Work as a particle physicist

Jun 18, 2015 research germanium

I got an Email from the Department of Marketing Communications & University Relations telling me that

We recently heard of the SDBOR grant you received for your research, “Development of a Segmented p-type Point-Contact High-Purity Germanium Detector for Rare-Event-Search Experiments” and wanted to congratulate you for this honor. A press release has already been created, but we are now looking to do a brief write-up to be posted on the school’s website in order to inform the public, since you have earned this grant and recognition for it. Would you be willing to provide a brief summary of this particular research and what you hope to accomplish with the grant?

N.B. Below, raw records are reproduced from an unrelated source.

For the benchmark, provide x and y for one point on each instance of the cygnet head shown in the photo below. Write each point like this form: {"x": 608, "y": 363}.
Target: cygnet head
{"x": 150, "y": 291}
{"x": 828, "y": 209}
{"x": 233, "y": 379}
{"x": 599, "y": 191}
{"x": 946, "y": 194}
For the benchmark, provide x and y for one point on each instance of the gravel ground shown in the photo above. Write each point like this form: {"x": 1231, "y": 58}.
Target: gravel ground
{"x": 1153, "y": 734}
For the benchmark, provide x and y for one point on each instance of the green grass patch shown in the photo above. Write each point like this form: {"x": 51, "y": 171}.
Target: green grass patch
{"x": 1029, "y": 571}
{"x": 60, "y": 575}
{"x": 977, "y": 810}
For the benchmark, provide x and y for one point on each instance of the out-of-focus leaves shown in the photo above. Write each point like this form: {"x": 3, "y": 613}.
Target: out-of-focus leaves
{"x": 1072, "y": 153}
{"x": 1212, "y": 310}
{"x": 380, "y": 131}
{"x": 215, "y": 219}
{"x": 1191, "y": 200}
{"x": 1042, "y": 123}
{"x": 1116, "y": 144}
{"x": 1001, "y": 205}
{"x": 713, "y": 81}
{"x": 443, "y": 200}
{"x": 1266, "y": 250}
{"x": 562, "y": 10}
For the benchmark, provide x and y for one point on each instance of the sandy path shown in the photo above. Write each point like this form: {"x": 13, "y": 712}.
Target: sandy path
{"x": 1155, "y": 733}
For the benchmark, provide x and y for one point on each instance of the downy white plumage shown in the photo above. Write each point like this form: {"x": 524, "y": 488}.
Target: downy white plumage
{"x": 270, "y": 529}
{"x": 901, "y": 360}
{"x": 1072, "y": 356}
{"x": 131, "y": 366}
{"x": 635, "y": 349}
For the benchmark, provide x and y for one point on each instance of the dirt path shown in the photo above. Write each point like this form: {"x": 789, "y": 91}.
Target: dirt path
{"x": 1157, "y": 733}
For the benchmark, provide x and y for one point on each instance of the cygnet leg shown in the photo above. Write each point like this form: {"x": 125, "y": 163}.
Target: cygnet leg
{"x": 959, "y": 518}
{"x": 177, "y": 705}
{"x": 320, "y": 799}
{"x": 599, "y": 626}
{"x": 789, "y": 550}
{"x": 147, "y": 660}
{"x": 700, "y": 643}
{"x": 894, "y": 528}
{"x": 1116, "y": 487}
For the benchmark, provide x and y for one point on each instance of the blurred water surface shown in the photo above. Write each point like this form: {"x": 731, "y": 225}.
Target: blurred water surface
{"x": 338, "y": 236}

The official news release entitled State Grants Advance Public University research can be found in the South Dakota State News. There is also a press release entitled 3 USD Faculty Among South Dakota Regents Research Grants Recipients from USD.

According to the official news release, 8 out of 30 proposals were funded this year. The funding rate is about 26%, which is pretty high. However, the funded projects are all from different disciplines, meaning that, on average, only one proposal would be funded for a specific discipline each year. I did a little bit of Google search and found that the PIs of the 8 funded projects are all assistant professors. I guess the reason is that senior faculties are competing federal funds and kindly leave this pie to new comers.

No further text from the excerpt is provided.